Sur un poème de Bernard Delvaille, Histoire portuaire (par Patrick Abraham)
« Il avait le regard à la fois ébloui et inquiet de ceux qui voient tout – et au-delà – et sont incapables de transmettre. Rien ne lui échappait ».
Le Vague à l’âme de la Royal Navy est un poème de Bernard Delvaille (éd. La Répétition, 1978). C’est un assez court texte d’une douzaine de pages construit sur les notes en vers du personnage principal, Mark. B. Thompson, « enseigne de vaisseau au service de Sa Majesté », et sur les commentaires en italique et en prose d’un exégète anonyme. Il faudrait d’ailleurs plutôt parler d’un poème-récit comme pour Un jour à Durban de Claude Michel Cluny (La Différence, 1991), dont Delvaille est proche à plus d’un titre, puisqu’une mince trame narrative s’y développe, suffisamment précise et lacunaire pour susciter la rêverie.

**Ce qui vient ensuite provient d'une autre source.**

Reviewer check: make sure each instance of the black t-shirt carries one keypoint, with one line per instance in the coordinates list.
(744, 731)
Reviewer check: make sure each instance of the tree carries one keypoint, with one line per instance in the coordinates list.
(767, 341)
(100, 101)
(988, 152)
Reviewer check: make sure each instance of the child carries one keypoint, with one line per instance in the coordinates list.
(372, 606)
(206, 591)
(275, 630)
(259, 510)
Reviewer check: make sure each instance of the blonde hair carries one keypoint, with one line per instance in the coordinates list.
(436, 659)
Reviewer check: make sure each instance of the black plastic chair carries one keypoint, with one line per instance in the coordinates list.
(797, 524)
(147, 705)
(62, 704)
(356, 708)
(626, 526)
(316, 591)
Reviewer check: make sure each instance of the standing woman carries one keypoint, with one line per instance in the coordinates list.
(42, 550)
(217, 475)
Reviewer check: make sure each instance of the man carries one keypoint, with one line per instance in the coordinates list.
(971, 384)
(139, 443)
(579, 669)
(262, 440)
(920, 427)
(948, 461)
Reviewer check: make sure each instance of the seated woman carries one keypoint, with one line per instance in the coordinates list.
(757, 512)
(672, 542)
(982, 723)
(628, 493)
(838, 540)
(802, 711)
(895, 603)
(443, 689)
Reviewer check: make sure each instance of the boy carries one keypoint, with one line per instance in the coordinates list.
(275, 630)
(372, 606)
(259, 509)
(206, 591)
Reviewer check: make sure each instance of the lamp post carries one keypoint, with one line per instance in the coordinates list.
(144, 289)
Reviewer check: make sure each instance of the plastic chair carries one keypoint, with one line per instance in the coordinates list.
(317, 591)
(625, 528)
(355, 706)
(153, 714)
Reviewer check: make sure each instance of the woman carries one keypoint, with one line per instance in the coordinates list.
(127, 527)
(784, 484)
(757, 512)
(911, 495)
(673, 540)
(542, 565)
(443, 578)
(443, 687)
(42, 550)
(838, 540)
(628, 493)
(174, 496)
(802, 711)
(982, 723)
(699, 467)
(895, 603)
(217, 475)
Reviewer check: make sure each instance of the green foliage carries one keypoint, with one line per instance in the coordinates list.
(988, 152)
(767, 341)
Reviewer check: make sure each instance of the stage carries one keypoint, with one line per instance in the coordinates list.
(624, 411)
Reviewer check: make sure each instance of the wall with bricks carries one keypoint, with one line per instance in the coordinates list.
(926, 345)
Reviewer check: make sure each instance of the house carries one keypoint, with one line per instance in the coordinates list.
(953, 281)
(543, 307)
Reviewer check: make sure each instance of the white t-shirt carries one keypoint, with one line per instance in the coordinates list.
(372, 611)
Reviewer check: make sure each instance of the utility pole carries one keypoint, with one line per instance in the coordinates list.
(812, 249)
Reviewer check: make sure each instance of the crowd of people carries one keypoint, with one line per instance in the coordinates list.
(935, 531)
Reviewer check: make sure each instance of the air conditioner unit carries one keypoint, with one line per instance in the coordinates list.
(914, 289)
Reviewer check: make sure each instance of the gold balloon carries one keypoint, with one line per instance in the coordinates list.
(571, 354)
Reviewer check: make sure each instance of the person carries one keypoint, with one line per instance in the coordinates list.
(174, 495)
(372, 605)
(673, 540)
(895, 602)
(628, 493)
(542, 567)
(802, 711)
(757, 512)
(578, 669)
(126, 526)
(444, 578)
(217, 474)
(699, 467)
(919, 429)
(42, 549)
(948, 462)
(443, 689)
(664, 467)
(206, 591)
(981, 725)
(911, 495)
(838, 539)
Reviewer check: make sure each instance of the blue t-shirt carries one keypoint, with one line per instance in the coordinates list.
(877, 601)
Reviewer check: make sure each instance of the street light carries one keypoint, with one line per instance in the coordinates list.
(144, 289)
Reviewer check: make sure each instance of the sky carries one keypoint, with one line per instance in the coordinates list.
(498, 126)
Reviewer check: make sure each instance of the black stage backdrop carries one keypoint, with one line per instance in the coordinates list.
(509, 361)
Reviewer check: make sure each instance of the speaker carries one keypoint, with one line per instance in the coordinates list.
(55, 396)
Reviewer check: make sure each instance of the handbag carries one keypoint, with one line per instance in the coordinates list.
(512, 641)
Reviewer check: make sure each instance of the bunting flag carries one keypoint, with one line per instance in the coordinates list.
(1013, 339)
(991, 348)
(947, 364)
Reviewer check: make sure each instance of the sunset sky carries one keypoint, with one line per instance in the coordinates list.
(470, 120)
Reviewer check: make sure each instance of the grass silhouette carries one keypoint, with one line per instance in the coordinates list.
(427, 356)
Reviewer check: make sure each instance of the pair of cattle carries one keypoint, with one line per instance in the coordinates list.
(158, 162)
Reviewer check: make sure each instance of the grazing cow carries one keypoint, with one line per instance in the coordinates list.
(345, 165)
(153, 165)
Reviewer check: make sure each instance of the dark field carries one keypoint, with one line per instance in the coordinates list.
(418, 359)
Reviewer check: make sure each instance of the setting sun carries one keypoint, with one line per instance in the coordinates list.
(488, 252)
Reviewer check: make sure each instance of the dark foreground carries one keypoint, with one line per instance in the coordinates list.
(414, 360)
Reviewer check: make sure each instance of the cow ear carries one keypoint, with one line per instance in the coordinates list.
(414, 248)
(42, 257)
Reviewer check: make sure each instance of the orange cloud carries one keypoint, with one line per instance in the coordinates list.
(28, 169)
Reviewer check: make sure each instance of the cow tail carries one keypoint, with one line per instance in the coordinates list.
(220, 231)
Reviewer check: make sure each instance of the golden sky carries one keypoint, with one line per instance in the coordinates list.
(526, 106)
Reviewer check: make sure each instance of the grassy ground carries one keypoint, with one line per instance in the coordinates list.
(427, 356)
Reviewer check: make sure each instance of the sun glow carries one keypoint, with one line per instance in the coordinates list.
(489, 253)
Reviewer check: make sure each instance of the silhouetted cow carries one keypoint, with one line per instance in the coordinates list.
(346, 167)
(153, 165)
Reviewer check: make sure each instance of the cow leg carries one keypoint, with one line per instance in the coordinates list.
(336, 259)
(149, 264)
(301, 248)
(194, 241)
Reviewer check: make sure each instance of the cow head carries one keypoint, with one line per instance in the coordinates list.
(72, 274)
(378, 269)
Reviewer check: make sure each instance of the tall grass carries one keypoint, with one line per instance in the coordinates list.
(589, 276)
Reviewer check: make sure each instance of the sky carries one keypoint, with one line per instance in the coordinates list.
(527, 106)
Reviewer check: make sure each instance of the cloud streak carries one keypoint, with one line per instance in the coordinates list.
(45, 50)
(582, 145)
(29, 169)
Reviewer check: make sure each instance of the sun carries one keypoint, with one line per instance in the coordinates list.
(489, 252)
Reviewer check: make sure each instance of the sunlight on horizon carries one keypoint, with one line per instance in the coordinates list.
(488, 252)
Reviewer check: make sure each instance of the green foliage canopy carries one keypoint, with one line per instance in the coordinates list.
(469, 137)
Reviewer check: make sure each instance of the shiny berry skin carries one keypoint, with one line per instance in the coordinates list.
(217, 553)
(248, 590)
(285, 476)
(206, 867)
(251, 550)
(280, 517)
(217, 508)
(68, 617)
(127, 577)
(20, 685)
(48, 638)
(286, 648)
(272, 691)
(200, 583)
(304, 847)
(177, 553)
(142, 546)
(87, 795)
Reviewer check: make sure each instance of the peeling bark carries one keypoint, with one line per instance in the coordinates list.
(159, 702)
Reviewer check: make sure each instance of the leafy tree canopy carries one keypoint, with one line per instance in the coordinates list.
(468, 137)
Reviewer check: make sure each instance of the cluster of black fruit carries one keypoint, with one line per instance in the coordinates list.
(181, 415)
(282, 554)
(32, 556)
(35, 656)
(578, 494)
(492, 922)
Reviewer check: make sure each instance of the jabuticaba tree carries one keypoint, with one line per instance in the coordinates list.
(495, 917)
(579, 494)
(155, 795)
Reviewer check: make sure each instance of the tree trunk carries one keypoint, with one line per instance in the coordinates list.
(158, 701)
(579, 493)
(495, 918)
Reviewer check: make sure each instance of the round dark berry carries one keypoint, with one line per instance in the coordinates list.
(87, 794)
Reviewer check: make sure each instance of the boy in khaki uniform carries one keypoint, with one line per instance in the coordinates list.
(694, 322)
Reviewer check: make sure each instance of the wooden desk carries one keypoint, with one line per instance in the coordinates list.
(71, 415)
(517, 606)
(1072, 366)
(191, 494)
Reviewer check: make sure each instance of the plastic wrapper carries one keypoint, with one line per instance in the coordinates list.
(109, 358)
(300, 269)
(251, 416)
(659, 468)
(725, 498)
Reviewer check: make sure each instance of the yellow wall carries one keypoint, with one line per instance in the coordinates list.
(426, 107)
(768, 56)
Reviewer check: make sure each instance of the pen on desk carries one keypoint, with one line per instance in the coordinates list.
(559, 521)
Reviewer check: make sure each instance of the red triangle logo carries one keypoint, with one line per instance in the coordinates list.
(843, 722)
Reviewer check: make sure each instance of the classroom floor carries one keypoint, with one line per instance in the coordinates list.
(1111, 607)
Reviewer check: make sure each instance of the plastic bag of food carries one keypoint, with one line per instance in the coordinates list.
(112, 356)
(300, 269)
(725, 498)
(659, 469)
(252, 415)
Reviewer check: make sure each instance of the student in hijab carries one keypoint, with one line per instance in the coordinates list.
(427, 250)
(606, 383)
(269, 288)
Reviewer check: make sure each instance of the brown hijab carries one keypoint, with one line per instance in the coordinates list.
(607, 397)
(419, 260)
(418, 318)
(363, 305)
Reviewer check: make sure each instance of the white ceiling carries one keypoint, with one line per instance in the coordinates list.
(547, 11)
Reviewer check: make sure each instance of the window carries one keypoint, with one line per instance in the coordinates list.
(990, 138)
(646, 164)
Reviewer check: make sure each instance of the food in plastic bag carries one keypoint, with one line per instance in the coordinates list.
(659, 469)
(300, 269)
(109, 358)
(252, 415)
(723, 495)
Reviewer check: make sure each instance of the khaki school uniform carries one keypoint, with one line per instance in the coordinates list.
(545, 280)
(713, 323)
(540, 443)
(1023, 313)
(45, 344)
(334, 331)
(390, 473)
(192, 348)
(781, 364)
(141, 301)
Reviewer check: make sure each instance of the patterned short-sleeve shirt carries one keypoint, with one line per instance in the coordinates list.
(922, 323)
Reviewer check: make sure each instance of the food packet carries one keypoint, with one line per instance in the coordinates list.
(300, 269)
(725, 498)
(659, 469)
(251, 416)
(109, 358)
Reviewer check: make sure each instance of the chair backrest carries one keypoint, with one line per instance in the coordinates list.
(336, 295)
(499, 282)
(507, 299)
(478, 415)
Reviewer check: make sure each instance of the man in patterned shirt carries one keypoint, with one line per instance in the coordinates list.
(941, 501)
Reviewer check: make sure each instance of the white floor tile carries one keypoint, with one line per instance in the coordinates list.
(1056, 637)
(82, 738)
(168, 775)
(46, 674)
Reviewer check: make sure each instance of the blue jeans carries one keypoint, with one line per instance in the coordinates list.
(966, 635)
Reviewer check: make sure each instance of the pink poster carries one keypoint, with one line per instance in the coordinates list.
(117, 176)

Il y a une ville du Nord, en été, avec ses quais, ses pubs et ses odeurs ; il y a le travail de la mémoire – le Kent, l’école navale, les îles tropicales ; il y a une rencontre, et la frénésie des corps ; il y a le départ d’un bateau et la tristesse puis le long désespoir de celui qui reste, attend et finira par ne plus reprendre la mer. « Les derniers jours de Mark B. Thompson furent radieux », constate ou suppose le commentateur. On n’a aucune raison d’en douter. Tout cela est très beau, bien plus beau que je ne saurais le dire. On se souvient d’une nouvelle de Georges Eekhoud – mais qui s’intéresse encore à Eekhoud à l’exception de Mirande Lucien, de Patrick Cardon, et de moi ? Comme lors d’une promenade, d’autres détails se vérifient quand on rebrousse chemin à une allure plus lente pour que des mystères s’éclaircissent.
Delvaille fut aussi éditeur, critique et diariste. Il aimait Henry J.-M. Levet, Guillaume Apollinaire, Valery Larbaud et Paul Morand. Je ne l’ai jamais croisé. Peut-être m’eût-il trouvé insignifiant. Je l’ai découvert par hasard – mais doit-on croire au hasard ? – vers mes vingt ans, dans l’une de ces librairies voisines de l’église Saint-Germain-des-Prés aujourd’hui disparues. Son Journal m’a séduit. Puis son Œuvre poétique (La Table Ronde, 2006). Sa voix n’est pas bruyante. Elle ne pérore pas. Son exactitude, sa courtoisie me charment. Elle se fiche des admonestations de la Morale, qui redeviennent péremptoires au fil des années. La bêtise n’est pas son fort. Je salue au passage Dominique Preschez, poète lui aussi et compositeur de haut vol qui a bien connu Delvaille, je pense.
Il faut lire Bernard Delvaille à Paris, dans un salon bourgeois dont la respectabilité est contredite par deux ou trois gravures sur les murs, par une édition rare de Hombres de Verlaine sur une étagère et par le reflet d’une silhouette souple dans un miroir ; dans un bar maritime en buvant un genièvre, un quintet de jazz jouant sans précipitation ; au printemps dans un café bordelais, tandis que les épaules se dénudent ; dans un bungalow d’Albany, en automne ; dans la coursive d’un transatlantique par vent calme alors que les premières étoiles surgissent ; à Londres, évidemment, en écoutant un vinyle de David Bowie ou de Janis Joplin ; au bord d’un lac scandinave, ô blondeurs amies, ô nuits pâles et suspectes !
Bernard Delvaille est mort à Venise. S’il ne l’a pas fait exprès, ce fut au moins une conclusion élégante. Une de mes histoires se situe dans un palais du rio della Sensa. J’y retournerai bientôt. Je dirai bonjour au baron Corvo, à Henri de Régnier, à Hugo Pratt et à Joseph Brodsky. Des nuances minuscules me raviront : mousses d’un escalier ; feuillage d’un jardin ; rémiges d’un pigeon sur une corniche ; moisissures d’une façade. Je m’assiérai derrière San Francesco della Vigna, le soir, après m’être attardé dans le sillage de matelots maltais ou monténégrins du côté de l’Arsenal. Je penserai au ressassement d’un clapotis, à la grâce inconsciente d’une démarche, à un tableau de Marco Basaiti. Je rouvrirai Le Vague à l’âme de la Royal Navy, avant d’aller dîner.